Keith Phillips: Great question. The costs associated with it are pretty modest. There are some engineering studies we’ll be doing as part of that process, but through the life of the rezoning process it’s in the single-digit millions of dollars. I think from a timing perspective, we’re looking at the project kind of holistically and as we think about a funding timeline that’s really 18 months to 24 months from the time we commenced it and we’re just now really sort of commencing it. The rezoning process we think of as a 6 months to 9-month process. The question is when’s the right time to do that? We’ve reached the conclusion that the right time to do that is probably during 2025. We’re in an election year. We’re in May. We’d be bumping up against timelines if kind of rushed it.
We don’t think it’s the right thing for us to do or for the county, frankly for us to rush what’s a pretty important process. This is the biggest economic development project in the county in years and years and years if not ever from a capital perspective. So our plan with that is to really prepare ourselves properly over the course of this year to kind of embark on that formally in 2025.
Mahima Kakani : Okay. Thank you for that, Cully. Maybe a second question on NAL. Do you expect to get to your internally projected normalized cash cost level in the back half of this year considering you’ll get to full run rate production or is there room for costs to move even lower in 2025 and beyond?
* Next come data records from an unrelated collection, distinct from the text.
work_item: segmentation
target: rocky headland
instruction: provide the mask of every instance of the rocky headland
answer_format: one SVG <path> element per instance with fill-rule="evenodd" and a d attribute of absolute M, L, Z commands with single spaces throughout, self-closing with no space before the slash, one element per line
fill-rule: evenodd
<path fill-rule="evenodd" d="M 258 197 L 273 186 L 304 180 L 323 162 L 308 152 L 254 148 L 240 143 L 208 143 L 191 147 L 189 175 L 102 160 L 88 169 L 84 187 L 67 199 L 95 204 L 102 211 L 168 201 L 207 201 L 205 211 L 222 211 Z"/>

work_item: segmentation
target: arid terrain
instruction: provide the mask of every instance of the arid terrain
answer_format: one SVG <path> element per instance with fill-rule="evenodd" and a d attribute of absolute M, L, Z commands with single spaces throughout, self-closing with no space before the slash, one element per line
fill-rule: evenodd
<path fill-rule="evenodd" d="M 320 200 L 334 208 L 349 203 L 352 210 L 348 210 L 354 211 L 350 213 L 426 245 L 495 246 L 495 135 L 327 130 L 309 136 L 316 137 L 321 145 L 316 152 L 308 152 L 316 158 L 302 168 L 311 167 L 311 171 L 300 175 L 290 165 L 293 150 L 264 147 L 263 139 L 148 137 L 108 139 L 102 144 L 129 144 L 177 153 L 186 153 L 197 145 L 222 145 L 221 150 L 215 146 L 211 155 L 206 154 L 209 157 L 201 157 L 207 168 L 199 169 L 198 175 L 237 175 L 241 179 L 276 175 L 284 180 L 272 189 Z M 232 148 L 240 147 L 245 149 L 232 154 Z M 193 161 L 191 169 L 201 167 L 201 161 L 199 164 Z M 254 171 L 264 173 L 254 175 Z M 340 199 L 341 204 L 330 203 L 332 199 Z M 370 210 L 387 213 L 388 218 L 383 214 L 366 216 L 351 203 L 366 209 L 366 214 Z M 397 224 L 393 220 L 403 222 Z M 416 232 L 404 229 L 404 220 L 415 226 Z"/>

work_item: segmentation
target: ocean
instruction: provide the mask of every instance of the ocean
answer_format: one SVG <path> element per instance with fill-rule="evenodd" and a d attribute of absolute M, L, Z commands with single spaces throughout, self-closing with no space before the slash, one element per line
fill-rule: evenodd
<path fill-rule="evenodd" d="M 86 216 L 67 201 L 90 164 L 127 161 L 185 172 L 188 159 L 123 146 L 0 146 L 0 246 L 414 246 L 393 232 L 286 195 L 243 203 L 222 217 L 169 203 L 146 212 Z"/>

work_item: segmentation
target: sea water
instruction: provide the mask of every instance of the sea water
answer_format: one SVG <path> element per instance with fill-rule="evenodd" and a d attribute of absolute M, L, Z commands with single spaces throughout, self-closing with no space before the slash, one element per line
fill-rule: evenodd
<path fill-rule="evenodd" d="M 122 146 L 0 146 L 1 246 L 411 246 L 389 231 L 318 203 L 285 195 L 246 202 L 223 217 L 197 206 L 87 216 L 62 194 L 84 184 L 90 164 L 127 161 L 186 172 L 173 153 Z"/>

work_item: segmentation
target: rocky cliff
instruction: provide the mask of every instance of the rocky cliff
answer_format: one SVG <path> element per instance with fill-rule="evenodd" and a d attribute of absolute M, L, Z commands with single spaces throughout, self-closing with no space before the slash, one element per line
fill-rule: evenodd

Keith Phillips: I’ll give you my answer. Patrick can pipe in if he has a different view. I think we’re going to see pretty substantial progress this year. I think Patrick mentioned the inventory adjustments that affected price costs in Q1 that Dayana had reported. I think those are reversed and kind of worked their way average out over time, but I think on a cash cost of production basis, we hope to see substantial improvement in – we hope to see improvement Q2 and meaningful improvement the second half of the year and I would think we should be at kind of run rate and then it’s really a question of are you in a quarter or two where the ore is of higher grade or quality and maybe there’s movement. I think we expect to hit those targets our internal targets by the end of the year. Do you agree with that, Patrick?
Patrick Brindle: Yeah, I agree with that. We would expect as production increases we do see meaningful improvement in unit operating costs on an unproduced basis. I think we mentioned last quarter we’re still working through some of the old underground works in the pit and that will persist through the greater part of 2024. So I think even going into the first half of 2025 there’s still some room for some level of cash operating cost improvement as we get through those old works and we’re back into kind of fresh rocks in operation.